Gate 3, Hormone axis: Any patient with fatigue, irregular cycles, low libido, or unexplained weight gain receives a full thyroid panel, sex hormone binding globulin, and free testosterone or estradiol regardless of glucose readings.

Gate 4, Prescription threshold: If HOMA-IR exceeds 2.5 and HbA1c is between 5.7 and 6.4% (prediabetes range), a discussion of metformin and/or GLP-1 therapy is initiated per ADA Standards of Care 2024 [2].

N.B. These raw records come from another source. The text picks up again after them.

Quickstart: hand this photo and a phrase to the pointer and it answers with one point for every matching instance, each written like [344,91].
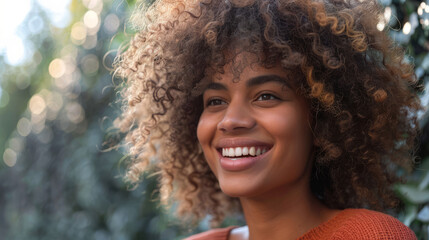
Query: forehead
[248,69]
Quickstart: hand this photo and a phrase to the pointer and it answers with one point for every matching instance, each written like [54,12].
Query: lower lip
[239,164]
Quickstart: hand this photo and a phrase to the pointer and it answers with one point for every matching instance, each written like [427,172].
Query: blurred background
[57,104]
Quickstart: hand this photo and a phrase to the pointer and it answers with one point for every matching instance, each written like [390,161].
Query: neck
[283,213]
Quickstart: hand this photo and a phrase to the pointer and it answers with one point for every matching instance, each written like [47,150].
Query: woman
[295,113]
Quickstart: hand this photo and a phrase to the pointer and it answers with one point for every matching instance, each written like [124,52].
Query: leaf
[410,214]
[412,194]
[424,182]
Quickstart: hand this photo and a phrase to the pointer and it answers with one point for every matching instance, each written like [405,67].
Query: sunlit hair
[357,83]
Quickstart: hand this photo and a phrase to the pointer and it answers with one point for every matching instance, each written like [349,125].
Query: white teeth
[231,152]
[245,151]
[252,151]
[238,152]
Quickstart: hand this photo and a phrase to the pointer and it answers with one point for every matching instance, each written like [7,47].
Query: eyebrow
[252,82]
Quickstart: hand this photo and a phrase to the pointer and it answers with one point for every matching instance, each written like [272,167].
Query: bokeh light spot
[75,112]
[90,19]
[9,157]
[407,28]
[4,98]
[37,104]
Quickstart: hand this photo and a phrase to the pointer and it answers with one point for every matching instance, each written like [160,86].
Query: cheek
[206,131]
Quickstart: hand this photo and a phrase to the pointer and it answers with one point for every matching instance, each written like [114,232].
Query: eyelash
[217,101]
[272,97]
[210,102]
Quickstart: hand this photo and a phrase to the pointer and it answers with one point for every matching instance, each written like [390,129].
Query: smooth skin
[263,107]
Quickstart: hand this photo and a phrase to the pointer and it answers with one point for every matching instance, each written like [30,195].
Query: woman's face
[255,133]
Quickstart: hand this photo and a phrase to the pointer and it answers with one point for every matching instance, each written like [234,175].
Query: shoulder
[367,224]
[214,234]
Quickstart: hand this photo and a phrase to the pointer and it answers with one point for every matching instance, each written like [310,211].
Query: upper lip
[240,142]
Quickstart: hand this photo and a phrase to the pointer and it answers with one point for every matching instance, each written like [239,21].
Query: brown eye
[215,102]
[266,96]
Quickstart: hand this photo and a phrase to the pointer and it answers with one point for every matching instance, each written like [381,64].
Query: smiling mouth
[241,152]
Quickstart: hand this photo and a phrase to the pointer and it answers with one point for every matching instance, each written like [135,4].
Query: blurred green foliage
[56,179]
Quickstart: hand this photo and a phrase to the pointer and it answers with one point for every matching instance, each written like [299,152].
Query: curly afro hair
[358,84]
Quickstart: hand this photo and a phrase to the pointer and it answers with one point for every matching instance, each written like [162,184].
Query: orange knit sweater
[348,224]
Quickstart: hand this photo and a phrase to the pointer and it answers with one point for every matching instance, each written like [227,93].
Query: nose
[237,117]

A CGM app alone cannot pass Gates 2 through 4.


Levels vs. Alternatives

CGM App Alone vs. Structured Telehealth with Labs

Users comparing Levels to a full-service metabolic telehealth platform should evaluate five dimensions: diagnostic breadth, prescription access, physician oversight, biomarker tracking over time, and cost per clinical decision generated.

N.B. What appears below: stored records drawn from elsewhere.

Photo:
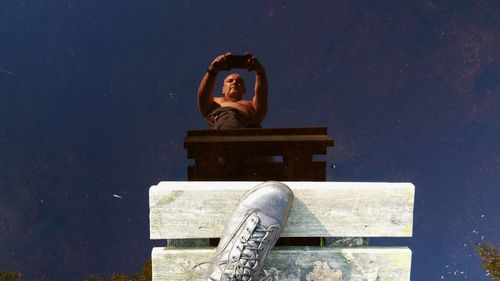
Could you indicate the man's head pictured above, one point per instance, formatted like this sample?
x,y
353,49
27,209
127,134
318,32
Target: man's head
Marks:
x,y
233,87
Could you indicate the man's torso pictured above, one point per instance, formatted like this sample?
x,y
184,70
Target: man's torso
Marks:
x,y
243,106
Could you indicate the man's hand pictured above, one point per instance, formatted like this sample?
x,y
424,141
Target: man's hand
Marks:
x,y
219,64
253,64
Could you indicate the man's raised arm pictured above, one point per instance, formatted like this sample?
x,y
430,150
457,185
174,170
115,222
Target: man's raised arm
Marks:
x,y
261,88
206,103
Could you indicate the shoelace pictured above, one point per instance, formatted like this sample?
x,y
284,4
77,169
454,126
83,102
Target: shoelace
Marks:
x,y
249,254
249,258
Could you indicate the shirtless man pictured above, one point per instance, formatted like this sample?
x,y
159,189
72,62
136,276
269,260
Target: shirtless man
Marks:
x,y
231,111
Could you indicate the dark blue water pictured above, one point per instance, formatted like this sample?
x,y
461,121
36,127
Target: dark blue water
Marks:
x,y
96,97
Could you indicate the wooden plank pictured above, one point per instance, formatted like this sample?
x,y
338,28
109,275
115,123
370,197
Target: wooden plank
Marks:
x,y
261,131
298,263
320,209
249,149
319,139
258,171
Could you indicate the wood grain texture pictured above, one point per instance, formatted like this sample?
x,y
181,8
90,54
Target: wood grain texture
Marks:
x,y
297,263
320,209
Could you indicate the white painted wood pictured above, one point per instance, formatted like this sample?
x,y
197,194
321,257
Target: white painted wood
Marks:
x,y
320,209
297,263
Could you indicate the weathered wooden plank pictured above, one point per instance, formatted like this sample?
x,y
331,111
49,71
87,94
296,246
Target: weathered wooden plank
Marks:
x,y
256,171
321,139
261,131
297,263
320,209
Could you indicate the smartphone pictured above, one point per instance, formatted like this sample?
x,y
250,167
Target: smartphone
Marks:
x,y
237,61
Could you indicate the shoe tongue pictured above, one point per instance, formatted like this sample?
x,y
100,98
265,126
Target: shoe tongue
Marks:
x,y
266,220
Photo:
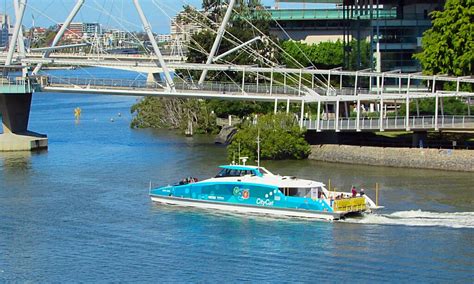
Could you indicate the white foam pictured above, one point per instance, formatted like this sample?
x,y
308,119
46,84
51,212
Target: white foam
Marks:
x,y
419,218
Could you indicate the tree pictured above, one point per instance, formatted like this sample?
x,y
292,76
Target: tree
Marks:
x,y
280,136
448,47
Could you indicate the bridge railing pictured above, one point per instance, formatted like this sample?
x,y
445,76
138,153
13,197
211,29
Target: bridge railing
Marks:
x,y
393,123
219,87
16,85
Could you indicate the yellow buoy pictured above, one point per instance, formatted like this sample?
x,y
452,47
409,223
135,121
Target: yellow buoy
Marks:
x,y
77,113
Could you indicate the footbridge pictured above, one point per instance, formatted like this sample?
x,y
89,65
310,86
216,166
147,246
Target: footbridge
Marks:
x,y
329,100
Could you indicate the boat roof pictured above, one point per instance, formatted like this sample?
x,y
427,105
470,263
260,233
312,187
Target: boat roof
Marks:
x,y
238,167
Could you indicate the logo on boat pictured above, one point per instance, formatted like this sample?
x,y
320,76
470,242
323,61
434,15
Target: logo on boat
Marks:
x,y
263,202
236,191
241,193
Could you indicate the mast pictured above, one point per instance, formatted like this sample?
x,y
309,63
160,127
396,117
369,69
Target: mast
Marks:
x,y
258,148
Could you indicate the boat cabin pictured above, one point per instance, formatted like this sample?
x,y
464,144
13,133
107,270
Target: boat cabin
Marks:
x,y
239,170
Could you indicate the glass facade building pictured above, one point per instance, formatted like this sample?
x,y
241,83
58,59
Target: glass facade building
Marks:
x,y
397,26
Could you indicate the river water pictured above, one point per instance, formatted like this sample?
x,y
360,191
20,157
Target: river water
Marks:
x,y
81,212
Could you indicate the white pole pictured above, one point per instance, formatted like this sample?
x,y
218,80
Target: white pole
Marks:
x,y
318,117
355,83
16,31
302,114
151,37
299,84
235,49
61,32
243,81
258,149
21,40
329,83
358,116
271,82
381,105
407,117
217,41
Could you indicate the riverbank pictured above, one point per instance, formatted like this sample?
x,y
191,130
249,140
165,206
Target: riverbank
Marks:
x,y
439,159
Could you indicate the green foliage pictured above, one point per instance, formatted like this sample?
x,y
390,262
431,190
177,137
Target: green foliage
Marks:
x,y
152,112
448,47
280,136
223,108
325,55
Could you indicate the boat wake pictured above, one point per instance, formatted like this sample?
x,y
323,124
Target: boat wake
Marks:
x,y
419,218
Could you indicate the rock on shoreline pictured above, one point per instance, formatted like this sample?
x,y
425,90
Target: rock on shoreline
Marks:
x,y
440,159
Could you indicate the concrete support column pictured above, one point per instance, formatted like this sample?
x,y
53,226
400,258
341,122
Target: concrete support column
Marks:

Levels excels at real-time meal feedback and behavior nudging for motivated users who are already metabolically healthy and want granular glucose data. The platform is poorly suited for anyone who has not had a fasting glucose, HbA1c, or lipid panel in the past 12 months, because it cannot detect the most common metabolic abnormalities those tests reveal.

How Cost Compares

Levels charges approximately $199, $399 per month. That cost covers sensor hardware and app access. A complete metabolic lab panel through a telehealth platform typically costs $100, $250 as a one-time draw, with physician interpretation included. The annualized cost of Levels ($2,388, $4,788) represents a meaningful spend for data that remains clinically unvalidated as a standalone diagnostic tool.

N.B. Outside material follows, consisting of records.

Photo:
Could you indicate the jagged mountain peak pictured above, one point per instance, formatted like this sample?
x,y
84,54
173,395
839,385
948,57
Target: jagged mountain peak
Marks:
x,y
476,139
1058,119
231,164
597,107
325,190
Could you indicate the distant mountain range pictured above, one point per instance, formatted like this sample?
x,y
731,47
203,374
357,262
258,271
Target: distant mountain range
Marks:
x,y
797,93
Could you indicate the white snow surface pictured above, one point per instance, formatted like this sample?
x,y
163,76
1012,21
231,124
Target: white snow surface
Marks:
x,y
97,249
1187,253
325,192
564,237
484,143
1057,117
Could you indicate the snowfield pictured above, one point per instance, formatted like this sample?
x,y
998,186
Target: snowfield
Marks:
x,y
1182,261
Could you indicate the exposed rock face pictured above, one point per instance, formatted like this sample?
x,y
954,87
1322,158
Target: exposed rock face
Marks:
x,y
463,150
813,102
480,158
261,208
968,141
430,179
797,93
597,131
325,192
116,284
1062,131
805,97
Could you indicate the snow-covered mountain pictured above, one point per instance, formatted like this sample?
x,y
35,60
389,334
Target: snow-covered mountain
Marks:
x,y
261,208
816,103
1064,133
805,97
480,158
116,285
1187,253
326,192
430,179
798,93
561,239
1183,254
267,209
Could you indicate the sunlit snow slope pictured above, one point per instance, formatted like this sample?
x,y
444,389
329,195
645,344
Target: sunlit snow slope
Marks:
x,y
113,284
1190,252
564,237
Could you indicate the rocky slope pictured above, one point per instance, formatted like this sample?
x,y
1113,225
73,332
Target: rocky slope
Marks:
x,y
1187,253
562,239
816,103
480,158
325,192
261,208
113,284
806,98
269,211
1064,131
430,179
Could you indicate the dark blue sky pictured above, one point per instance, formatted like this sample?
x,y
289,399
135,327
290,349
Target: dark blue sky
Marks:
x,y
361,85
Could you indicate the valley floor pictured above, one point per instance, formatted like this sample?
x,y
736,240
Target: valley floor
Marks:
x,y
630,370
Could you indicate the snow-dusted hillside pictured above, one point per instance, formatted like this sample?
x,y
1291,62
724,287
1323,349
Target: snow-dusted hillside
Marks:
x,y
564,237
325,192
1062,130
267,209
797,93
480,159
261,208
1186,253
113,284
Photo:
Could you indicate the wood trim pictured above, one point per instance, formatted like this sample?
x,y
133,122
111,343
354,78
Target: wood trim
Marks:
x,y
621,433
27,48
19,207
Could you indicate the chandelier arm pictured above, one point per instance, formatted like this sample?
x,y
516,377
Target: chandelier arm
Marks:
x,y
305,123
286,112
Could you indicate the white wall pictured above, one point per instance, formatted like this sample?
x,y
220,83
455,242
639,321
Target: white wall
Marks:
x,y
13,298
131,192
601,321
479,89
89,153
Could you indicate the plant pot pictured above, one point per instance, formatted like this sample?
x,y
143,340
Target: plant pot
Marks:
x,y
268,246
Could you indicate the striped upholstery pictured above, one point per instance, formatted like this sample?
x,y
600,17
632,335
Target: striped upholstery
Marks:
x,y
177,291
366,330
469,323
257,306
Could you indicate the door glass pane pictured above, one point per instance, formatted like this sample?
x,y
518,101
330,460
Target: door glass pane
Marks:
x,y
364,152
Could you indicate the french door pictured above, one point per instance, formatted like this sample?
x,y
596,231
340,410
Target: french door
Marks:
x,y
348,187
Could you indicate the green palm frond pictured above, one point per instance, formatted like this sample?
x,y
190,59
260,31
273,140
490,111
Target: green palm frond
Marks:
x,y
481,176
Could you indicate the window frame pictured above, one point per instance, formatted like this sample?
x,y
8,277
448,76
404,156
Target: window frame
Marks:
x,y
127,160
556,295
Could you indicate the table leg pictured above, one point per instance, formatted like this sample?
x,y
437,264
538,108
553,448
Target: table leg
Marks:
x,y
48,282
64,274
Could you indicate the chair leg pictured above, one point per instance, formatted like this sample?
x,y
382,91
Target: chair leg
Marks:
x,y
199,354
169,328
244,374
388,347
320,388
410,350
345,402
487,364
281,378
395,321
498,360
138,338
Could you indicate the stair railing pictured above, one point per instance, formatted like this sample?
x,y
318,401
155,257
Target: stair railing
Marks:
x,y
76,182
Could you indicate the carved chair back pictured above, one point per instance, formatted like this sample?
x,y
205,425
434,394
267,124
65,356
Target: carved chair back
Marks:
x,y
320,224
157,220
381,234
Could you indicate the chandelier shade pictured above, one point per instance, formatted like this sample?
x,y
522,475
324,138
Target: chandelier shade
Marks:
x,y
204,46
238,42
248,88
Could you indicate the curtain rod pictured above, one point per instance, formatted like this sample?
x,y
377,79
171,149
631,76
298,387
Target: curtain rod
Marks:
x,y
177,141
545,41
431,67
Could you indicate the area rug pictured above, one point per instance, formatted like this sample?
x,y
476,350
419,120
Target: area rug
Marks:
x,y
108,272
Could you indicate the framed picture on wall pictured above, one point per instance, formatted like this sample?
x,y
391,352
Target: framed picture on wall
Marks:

The Population Where Levels Adds Value

CGM data is genuinely useful for at least two groups:

  1. People already under metabolic physician care who want meal-level feedback to fine-tune dietary choices between quarterly labs.
  2. Athletes or highly engaged biohackers who want to understand individual glycemic responses to specific foods, training protocols, or sleep disruption.

For these users, a Levels subscription used as a complement to existing clinical care is a reasonable tool. Used as a substitute for that care, it leaves significant clinical gaps.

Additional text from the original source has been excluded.